I am grateful that Mrs. Lion cares enough to make rules and enforce them. My gratitude for giving me a lifestyle I need far outweighs the temporary discomfort I earn by misbehaving.
Thanks for the response, Lion. Yes, I definitely have had strong spankings. I’ve had the skin torn. I’ve also had bruising and welts.
I have experienced calm afterward and in some cases hugged the spanker afterward. However, these were pros, not my wife. It was not done for “real” offenses, and the decision to do it was not imposed upon me. I requested it.
I guess I didn’t think I was implicitly assuming that the level of trauma was greater than what you experienced in play situations. I hadn’t even considered whether and to what extent you had those experiences. It’s so very subjective when it comes to characterizing the harshness of a spanking.
I don’t think DD is inherently brutal or cruel. It depends on how its practiced. However, the descriptions I’ve seen and videos I’ve watched are at times very rough.
The pro I was seeing sent me a DD video of what she considers a “good” punishment spanking scenario. I thought it was brutal. She was just fine with it, and said she would’ve been harsher in her own relationship. This difference in perspective has made me somewhat leery of her at times.
After watching the video she sent me, I went so far as to count the number of strokes with each implement and to create a transcript of the spankee’s reactions and how the wife handled them. The guy was visibly shaken and frightened. She laid into him hard from the outset with an initial uninterrupted volley of 87 hard hairbrush strikes and 17 uninterrupted overhead bathbrush strikes. The total number of hairbrush strikes was 161 and the total number of bathbrush strikes was 33. He began crying after the first 50 hairbrush strikes and continued to beg and plead for it to stop. He never safeworded, but that’s likely because there is no safeword.
So, punishments like that and others described or depicted similarly are behind my comments. Eight swats, while undoubtedly painful, is far from what I routinely see depicted and described. Mrs. Lion’s recent post said she hits you until you appear to be unable to “take anymore” which did sound pretty rough, but apparently not as rough as the play you’ve engaged in.
In the video, the husband did hug her in the end, and apparently is OK with it. Still, it can be awful to watch.

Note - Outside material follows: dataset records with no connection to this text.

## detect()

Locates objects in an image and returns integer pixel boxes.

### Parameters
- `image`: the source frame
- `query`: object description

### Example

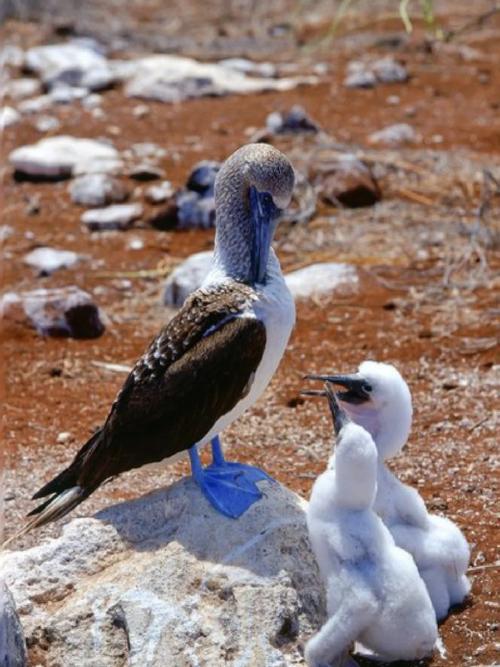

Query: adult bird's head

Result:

Perhaps domestic discipline isn’t a spectator sport. I’ve seen videos like that. In my years as a dungeon master keeping play parties safe, I’ve seen a few scenes like the one you describe. I’ve talked to the spankee both before and after these scenes. For whatever reason, this seemingly-brutal spanking was not only accepted, it was eagerly anticipated and appreciated.
I don’t know what movies are playing in their heads, but these spankings fill a deeply-rooted need. The pain is real. The crying and begging are real too. What we can’t see is the emotional hole all this pain and suffering are filling. Even though there may be no safeword, DD and its consequences is consensual.
Logically, it seems like that must be the case. It’s hard to accept that when I watch them, but they’re videoing them, so they must “want” it for some reason. It’s odd because I’ve been around BDSM (to varying degrees) for almost 30 years in one way or another and have more trouble with DD than any of that. Thanks again for the benefit of your insight.
In answer to your question for me, the worst part of a punishment spanking is the waiting! You have an idea what’s coming and you just want it to be over with, but know you have to wait! My mind playing tricks into what’s in store.